Important role of biomolecules from diatoms in the scavenging of particle-reactive radionuclides of thorium, protactinium, lead, polonium, and beryllium in the ocean: A case study with Phaeodactylum tricornutum

Laboratory studies were conducted to examine the sorption of selected radionuclides (Th-234, Pa-233, Po-210, Pb-210, and Be-7) onto inorganic (pure silica and acid-cleaned diatom frustules) and organic (diatom cells with or without silica frustules) particles in natural seawater and the role of templating biomolecules and exopolymeric substances (EPS) extracted from the same species of diatom, Phaeodactylum tricornutum, in the sorption process. The range of partition coefficients (K-d, reported as logK(d)) of radionuclides between water and the different particle types was 4.78-6.69 for Th-234, 5.23-6.71 for Pa-233, 4.44-5.86 for Pb-210, 4.47-4.92 for Po-210, and 4.93-7.23 for Be-7, similar to values reported for lab and field determinations. The sorption of all radionuclides was significantly enhanced in the presence of organic matter associated with particles, resulting in K-d one to two orders of magnitude higher than for inorganic particles only, with highest values for Be-7 (logK(d) of 7.2). Results further indicate that EPS and frustule-embedded biomolecules in diatom cells are responsible for the sorption enhancement rather than the silica shell itself.
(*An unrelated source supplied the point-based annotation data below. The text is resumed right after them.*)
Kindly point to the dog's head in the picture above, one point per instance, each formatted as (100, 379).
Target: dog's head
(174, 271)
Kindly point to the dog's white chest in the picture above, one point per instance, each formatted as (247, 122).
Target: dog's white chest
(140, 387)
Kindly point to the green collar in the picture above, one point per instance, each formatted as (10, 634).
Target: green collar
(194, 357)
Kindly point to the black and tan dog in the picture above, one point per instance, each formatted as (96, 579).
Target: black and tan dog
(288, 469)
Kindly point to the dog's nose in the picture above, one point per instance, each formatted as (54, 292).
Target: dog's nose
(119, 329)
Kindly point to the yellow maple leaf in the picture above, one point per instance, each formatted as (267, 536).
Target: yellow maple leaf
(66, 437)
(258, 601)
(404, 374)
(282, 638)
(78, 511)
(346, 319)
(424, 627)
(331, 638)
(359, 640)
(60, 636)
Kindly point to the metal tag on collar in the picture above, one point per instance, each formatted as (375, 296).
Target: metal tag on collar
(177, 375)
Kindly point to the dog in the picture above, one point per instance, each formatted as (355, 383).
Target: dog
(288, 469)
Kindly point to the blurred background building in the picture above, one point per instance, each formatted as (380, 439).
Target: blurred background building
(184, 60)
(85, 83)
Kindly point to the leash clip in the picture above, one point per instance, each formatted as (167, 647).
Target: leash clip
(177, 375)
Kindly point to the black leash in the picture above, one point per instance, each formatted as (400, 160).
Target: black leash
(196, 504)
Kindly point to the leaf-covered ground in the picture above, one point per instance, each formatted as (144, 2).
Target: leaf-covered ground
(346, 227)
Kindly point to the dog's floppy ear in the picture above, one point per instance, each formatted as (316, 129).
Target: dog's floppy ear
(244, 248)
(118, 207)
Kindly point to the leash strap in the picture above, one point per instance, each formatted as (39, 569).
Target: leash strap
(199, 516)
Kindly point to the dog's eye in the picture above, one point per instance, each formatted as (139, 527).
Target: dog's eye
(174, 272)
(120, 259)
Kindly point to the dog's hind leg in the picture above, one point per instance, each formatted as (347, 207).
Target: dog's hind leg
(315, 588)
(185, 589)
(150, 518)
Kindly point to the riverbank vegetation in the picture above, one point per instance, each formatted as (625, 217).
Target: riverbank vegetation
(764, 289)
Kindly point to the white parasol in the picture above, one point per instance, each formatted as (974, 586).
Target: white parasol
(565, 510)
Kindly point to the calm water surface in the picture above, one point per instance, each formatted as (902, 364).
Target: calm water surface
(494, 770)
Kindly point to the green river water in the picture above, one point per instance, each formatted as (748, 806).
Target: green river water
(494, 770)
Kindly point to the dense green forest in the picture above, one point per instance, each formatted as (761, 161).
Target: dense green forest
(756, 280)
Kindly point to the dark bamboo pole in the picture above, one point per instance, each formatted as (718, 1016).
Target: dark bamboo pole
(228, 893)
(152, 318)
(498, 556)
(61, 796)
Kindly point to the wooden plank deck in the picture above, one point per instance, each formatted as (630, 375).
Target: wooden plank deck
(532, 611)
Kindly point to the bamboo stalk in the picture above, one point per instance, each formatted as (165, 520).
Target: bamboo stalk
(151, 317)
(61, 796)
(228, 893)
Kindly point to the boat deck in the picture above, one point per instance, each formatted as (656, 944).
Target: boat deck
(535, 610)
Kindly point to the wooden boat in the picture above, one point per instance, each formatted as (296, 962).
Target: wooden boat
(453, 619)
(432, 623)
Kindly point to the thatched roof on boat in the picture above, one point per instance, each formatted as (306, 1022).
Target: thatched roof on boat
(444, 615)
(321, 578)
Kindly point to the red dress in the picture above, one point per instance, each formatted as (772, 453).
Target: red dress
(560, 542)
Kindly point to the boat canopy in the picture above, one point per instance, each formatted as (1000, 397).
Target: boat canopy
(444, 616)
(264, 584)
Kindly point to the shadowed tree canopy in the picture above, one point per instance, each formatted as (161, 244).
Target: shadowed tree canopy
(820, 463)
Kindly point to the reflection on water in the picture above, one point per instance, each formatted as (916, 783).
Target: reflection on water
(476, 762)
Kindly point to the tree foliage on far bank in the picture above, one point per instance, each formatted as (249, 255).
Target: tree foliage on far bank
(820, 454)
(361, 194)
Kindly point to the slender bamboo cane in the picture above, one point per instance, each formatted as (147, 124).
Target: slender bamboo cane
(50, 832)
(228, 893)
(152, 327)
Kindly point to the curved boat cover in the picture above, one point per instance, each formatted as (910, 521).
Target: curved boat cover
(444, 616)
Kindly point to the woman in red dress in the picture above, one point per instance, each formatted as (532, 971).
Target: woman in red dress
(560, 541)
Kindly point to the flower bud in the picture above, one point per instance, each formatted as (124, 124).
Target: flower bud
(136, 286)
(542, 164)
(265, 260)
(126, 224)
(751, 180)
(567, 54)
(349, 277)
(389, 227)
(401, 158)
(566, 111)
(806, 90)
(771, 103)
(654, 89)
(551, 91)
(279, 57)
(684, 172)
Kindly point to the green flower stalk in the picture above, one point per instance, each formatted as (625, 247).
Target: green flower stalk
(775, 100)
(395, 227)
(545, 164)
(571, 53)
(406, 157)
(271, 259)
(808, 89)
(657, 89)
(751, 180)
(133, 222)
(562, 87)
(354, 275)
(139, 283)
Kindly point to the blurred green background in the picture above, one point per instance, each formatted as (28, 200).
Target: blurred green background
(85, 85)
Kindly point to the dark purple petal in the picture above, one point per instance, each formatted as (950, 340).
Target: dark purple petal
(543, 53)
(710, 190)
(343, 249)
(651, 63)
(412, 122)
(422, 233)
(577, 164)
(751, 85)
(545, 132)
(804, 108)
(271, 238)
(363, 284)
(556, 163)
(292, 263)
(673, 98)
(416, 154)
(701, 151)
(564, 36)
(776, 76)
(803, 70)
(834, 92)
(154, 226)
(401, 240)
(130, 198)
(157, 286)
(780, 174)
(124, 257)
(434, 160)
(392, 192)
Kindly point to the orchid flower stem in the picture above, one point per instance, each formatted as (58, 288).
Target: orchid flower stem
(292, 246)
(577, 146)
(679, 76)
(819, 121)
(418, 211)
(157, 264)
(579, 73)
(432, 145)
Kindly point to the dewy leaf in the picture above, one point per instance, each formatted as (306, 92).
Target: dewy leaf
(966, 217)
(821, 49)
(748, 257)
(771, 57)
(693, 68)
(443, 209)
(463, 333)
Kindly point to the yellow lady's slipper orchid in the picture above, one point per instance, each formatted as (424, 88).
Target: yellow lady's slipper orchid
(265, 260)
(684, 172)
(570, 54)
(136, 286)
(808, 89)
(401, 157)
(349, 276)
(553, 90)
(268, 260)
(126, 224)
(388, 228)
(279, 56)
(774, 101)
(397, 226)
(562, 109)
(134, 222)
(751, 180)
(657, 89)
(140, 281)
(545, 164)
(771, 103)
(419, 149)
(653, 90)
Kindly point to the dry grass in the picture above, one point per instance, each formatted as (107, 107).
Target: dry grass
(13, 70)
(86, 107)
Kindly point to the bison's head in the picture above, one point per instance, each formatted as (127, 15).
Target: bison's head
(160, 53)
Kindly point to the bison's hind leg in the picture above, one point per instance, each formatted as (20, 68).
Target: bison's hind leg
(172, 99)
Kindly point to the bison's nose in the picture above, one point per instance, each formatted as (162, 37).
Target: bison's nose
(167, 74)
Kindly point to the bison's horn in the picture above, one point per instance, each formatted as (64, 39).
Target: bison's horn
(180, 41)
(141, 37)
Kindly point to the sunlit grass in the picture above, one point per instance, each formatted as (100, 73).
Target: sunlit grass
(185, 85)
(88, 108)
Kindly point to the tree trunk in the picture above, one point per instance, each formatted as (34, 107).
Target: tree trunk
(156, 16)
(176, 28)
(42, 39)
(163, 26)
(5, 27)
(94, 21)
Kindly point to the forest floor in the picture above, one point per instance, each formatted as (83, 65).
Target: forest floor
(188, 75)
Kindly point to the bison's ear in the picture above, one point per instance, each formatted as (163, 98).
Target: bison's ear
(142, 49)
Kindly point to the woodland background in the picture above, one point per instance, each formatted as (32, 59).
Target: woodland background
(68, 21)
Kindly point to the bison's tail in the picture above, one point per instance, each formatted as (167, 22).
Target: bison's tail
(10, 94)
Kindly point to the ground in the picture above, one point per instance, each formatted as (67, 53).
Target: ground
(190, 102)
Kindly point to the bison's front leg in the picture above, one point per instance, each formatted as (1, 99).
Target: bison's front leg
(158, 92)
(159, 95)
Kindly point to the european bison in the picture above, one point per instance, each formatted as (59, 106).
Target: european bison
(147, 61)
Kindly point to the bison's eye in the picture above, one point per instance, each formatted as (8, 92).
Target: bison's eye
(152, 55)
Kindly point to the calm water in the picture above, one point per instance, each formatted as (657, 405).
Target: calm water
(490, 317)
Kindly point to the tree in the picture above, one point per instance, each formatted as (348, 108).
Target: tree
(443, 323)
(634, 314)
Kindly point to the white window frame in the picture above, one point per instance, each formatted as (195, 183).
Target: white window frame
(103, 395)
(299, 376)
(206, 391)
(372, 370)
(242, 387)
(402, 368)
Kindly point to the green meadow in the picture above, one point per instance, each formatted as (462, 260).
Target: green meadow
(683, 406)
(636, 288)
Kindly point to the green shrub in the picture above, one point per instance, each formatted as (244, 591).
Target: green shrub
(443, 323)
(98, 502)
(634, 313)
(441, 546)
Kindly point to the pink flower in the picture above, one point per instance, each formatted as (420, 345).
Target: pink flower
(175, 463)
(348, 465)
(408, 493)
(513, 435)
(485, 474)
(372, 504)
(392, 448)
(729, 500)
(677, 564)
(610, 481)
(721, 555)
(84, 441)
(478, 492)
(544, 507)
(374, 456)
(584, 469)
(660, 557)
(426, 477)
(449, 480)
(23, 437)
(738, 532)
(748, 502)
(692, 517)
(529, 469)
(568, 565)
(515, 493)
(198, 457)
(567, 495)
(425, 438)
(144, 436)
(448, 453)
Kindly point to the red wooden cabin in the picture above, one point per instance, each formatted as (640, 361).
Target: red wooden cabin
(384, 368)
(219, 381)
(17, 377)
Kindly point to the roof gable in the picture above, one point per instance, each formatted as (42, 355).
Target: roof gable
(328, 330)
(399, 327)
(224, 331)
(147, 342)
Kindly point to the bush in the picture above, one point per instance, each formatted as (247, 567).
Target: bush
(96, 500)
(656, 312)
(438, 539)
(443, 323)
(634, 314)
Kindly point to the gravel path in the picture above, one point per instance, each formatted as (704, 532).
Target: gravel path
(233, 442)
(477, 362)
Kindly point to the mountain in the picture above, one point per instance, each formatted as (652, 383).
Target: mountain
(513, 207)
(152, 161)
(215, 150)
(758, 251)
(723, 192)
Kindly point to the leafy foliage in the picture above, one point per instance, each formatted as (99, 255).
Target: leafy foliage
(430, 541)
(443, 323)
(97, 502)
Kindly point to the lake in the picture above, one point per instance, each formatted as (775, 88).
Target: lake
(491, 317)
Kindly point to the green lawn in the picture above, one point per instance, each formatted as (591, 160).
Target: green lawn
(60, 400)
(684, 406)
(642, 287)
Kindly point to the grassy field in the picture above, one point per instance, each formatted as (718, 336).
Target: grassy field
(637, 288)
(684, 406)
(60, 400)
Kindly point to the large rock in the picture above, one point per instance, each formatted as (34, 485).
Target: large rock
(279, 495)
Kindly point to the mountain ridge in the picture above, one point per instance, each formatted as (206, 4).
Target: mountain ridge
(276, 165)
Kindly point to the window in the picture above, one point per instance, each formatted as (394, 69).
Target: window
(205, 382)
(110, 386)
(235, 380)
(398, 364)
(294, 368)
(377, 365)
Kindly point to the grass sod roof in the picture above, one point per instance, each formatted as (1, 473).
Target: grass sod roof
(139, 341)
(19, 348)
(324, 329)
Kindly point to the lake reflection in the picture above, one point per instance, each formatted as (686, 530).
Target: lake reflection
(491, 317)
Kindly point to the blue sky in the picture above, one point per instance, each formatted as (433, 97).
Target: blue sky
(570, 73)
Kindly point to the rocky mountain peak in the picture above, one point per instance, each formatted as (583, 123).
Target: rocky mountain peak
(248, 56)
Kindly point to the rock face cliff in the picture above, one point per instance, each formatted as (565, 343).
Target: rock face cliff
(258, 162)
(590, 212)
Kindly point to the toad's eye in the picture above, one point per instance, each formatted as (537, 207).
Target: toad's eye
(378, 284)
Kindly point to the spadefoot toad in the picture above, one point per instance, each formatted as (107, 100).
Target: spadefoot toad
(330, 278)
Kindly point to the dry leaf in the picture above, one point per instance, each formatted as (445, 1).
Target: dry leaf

By separating radiolabeled EPS via isoelectric focusing, we found that isoelectric points are radionuclide specific, suggesting that each radionuclide binds to specific biopolymeric functional groups, with the most efficient binding sites likely occurring in acid polysaccharides, iron hydroxides, and proteins. Further progress in evaluating the effects of diatom frustule-related biopolymers on binding, scavenging, and fractionation of radionuclides would require the application of molecular-level characterization techniques.